Residential electricity conservation in response to auto-generated, multi-featured, personalized eco-feedback designed for large scale applications with utilities

Abstract While past research has shown that providing residents with feedback about their electricity usage can reduce demand and its associated environmental burdens, some questions remain regarding what makes such feedback most effective. We followed the electricity usage of 36 residents who each received 14 feedback messages over 2 months. Using approaches borrowed from Natural-Language-Processing, feedbacks were generated automatically, using 10 features in random combinations. Unlike in previous studies, each resident received varying types of messages over time. In 504 observations, the average prompted reduction in electricity usage was 11±3%, compared to a control group of 89 residents who received no messages.
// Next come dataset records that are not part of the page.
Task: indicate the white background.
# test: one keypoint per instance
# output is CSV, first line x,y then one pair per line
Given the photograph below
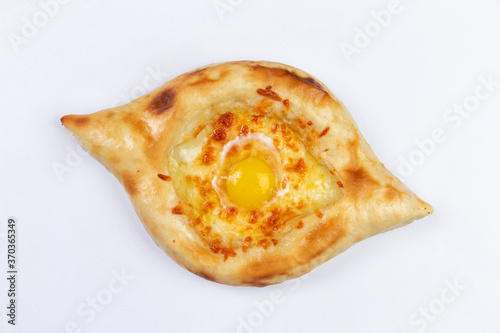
x,y
77,229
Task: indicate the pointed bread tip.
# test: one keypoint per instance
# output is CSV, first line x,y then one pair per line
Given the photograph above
x,y
425,209
72,120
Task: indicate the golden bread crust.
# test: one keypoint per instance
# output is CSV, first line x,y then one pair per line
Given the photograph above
x,y
134,143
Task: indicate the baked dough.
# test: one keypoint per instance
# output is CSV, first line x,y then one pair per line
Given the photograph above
x,y
210,107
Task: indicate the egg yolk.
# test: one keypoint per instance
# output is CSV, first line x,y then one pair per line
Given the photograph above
x,y
250,183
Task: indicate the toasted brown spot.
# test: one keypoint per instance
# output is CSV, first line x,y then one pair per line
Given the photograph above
x,y
163,177
244,130
256,118
195,222
231,212
359,182
325,131
219,134
130,184
75,119
391,193
205,276
323,237
264,243
208,206
216,247
226,120
269,93
285,72
177,210
161,102
261,272
208,155
299,167
198,130
255,216
235,150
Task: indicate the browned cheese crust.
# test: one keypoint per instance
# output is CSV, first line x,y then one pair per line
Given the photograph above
x,y
134,142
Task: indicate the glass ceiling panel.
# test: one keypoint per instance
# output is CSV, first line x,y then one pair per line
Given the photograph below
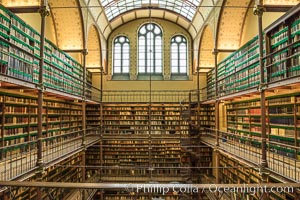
x,y
185,8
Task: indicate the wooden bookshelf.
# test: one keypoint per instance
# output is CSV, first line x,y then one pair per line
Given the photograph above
x,y
233,171
143,119
94,160
207,116
240,71
244,119
141,159
93,115
20,56
66,171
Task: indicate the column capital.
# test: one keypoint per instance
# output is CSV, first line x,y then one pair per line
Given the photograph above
x,y
215,51
85,52
44,11
258,10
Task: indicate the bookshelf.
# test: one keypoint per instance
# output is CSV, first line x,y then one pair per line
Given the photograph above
x,y
211,88
283,47
243,118
63,172
240,71
93,115
20,56
140,158
207,116
94,159
136,118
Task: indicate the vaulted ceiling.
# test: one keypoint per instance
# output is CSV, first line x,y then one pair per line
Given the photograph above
x,y
88,23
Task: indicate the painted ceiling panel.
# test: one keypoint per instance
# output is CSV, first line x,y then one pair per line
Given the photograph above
x,y
16,3
192,31
106,32
206,7
231,23
206,58
95,8
198,22
183,23
129,16
171,16
281,2
93,45
102,22
142,13
114,24
67,19
185,8
157,13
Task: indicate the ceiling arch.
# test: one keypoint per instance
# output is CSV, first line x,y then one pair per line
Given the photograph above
x,y
69,27
10,3
231,23
93,58
185,8
206,46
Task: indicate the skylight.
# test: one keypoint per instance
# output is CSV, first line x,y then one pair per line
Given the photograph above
x,y
186,8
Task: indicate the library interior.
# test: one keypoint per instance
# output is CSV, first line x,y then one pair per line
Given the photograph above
x,y
149,99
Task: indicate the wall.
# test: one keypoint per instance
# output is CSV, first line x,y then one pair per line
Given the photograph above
x,y
145,85
251,27
34,20
130,30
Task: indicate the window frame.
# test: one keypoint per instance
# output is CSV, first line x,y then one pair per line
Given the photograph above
x,y
127,41
178,55
154,71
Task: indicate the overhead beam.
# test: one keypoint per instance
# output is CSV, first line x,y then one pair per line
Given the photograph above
x,y
277,8
148,186
24,9
73,50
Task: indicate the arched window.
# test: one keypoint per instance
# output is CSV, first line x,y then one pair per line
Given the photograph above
x,y
150,49
121,55
178,55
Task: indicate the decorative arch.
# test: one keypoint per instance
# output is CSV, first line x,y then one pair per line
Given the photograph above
x,y
68,22
231,23
206,46
94,56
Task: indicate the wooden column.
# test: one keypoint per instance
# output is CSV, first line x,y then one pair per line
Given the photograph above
x,y
258,10
44,12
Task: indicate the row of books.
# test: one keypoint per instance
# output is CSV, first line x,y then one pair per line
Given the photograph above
x,y
22,61
241,70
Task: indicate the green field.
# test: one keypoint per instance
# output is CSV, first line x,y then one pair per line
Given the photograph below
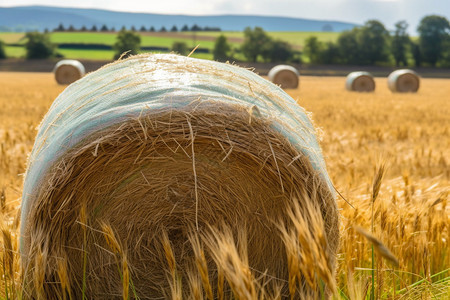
x,y
203,39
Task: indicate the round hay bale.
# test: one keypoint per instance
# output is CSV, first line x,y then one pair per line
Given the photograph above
x,y
404,81
137,156
360,82
285,76
68,71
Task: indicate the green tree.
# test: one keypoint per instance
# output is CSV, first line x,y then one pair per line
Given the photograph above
x,y
127,41
2,50
180,48
433,32
195,27
59,28
313,49
254,42
221,49
373,42
329,53
417,55
277,51
348,47
400,42
38,45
Feedback types prompting the largest reductions were self-comparisons with one’s own earlier usage (average 14%) and messages of high variety from one feedback-cycle to the next (average 16%). Comparisons with neighbors did not prompt higher reductions on average. Instead, they prompted reductions only when a resident’s recent usage happened to be higher than the average usage of neighbors, and increases when the reverse was true. This behavior was exhibited by all residents and is likely explained by a norm-conforming mean reversion of residents to their neighbors’ average usage, rather than an anti-conform “boomerang” behavior previously suggested in similar contexts.